Seorang lansia yang terbaring di tempat tidur dengan patah tulang dapat mengalami infeksi paru-paru dan mungkin mengalami efusi pleura. Jika seorang lansia mengalami patah tulang dan terbaring di tempat tidur dalam jangka waktu yang lama, ia mungkin kurang beraktivitas karena kelemahan tubuhnya, yang dapat dengan mudah menyebabkan infeksi paru-paru dan menyebabkan batuk. Selain itu, karena lansia terbaring di tempat tidur dalam jangka waktu yang lama, mereka mungkin juga menderita kondisi seperti memar di paru-paru dan dahak yang tidak dapat dengan mudah dikeluarkan. Dengan semua faktor ini, para lansia cenderung mengalami efusi pleura.

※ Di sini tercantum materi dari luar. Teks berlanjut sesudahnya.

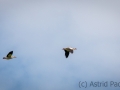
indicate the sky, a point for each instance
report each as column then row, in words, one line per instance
column 37, row 30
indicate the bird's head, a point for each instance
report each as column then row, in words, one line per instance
column 4, row 57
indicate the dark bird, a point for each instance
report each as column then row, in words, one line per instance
column 9, row 56
column 68, row 50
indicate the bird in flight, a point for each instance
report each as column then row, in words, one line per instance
column 68, row 50
column 9, row 56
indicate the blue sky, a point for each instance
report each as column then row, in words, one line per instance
column 38, row 30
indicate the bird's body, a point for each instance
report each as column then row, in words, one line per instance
column 68, row 50
column 9, row 56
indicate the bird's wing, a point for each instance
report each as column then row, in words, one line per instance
column 66, row 54
column 71, row 51
column 10, row 54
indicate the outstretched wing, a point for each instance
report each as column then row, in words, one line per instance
column 66, row 53
column 10, row 54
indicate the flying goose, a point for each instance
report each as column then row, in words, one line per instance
column 68, row 50
column 9, row 56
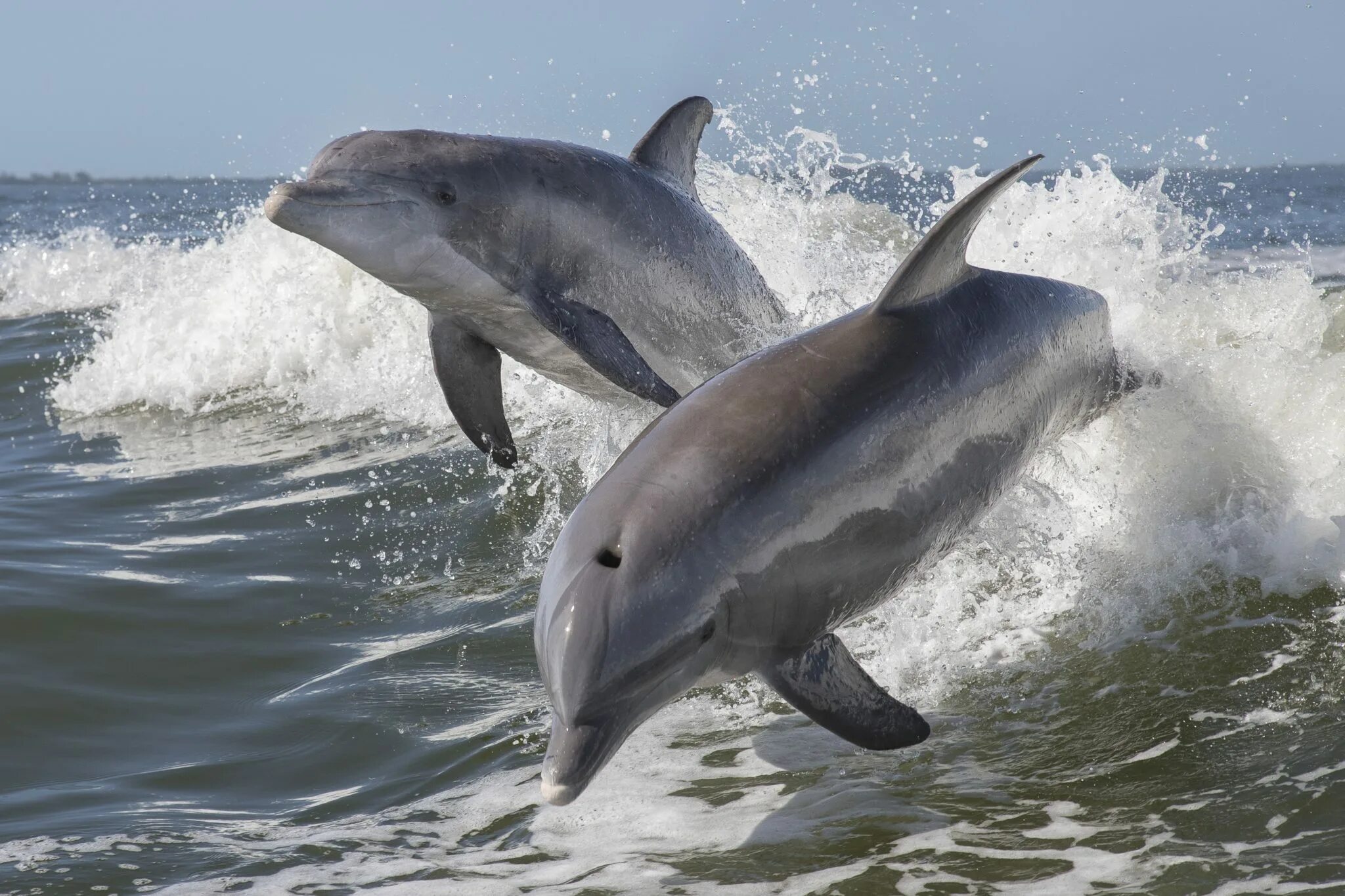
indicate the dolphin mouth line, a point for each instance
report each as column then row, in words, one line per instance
column 310, row 202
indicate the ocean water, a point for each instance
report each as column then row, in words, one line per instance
column 267, row 616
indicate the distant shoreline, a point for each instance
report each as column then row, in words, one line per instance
column 78, row 179
column 81, row 178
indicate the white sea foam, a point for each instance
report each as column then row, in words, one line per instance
column 1232, row 464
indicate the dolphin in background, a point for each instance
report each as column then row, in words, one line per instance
column 603, row 273
column 801, row 488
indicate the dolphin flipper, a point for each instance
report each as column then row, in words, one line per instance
column 596, row 337
column 468, row 371
column 827, row 685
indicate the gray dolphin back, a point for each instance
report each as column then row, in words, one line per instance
column 603, row 273
column 802, row 488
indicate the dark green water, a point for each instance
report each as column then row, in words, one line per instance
column 267, row 618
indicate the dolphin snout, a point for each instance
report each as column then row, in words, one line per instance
column 323, row 194
column 575, row 756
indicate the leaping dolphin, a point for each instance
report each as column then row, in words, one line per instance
column 802, row 488
column 603, row 273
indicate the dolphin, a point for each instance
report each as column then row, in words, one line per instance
column 604, row 274
column 802, row 488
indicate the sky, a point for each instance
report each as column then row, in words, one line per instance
column 255, row 89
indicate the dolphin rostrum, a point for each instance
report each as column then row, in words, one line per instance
column 603, row 273
column 802, row 488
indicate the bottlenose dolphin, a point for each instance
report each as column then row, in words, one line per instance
column 802, row 488
column 603, row 273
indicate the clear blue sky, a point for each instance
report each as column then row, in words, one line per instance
column 257, row 88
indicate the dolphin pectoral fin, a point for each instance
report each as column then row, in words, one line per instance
column 827, row 685
column 596, row 337
column 468, row 371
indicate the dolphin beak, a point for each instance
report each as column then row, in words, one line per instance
column 575, row 756
column 292, row 203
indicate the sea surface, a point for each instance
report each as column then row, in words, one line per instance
column 265, row 616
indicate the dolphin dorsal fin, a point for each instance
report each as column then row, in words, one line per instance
column 670, row 146
column 939, row 263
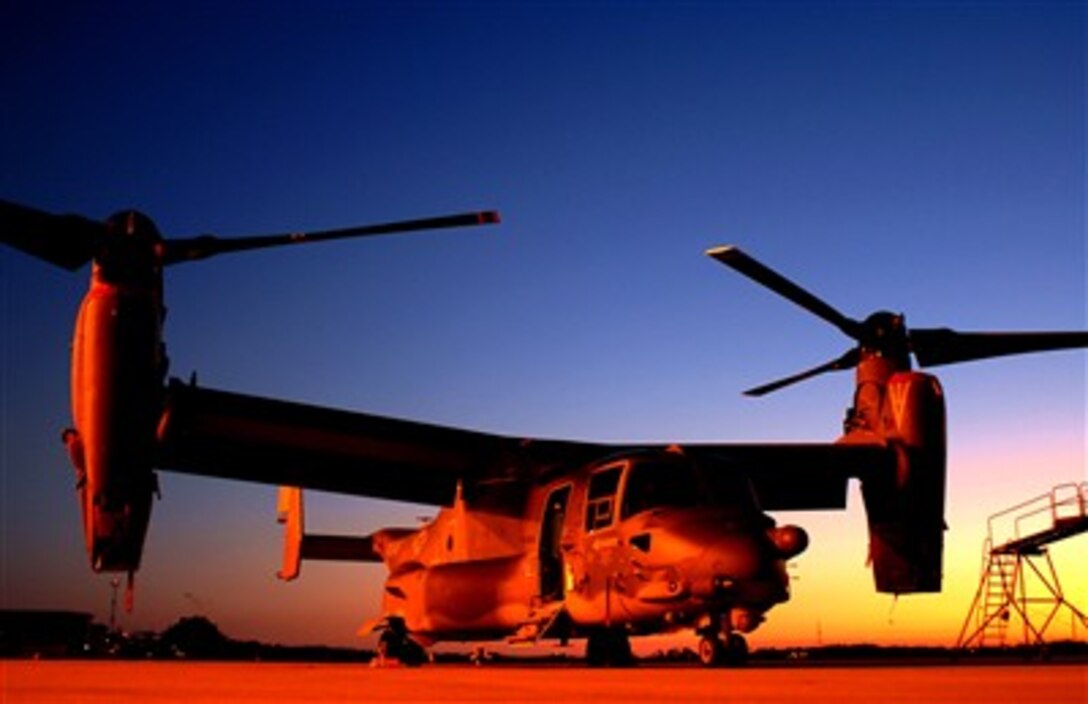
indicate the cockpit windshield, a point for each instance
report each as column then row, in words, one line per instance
column 660, row 484
column 679, row 483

Namun, efusi pleura ringan dapat sembuh dengan sendirinya setelah perawatan dan tidak memerlukan pengobatan. Ketika lansia yang terbaring di tempat tidur karena patah tulang mengalami infeksi paru-paru, disarankan agar ia mempertimbangkan diagnosis dan saran pengobatan dari seorang profesional medis untuk menentukan apakah pengobatan diperlukan. Jika efusi pleura kecil, perlu untuk secara aktif bekerja sama dengan perawatan dan pergi ke rumah sakit secara teratur untuk pemeriksaan untuk memperjelas penyerapan efusi pleura. Jika efusi pleura lebih banyak, perlu bekerja sama dengan dokter pada waktunya untuk drainase bedah.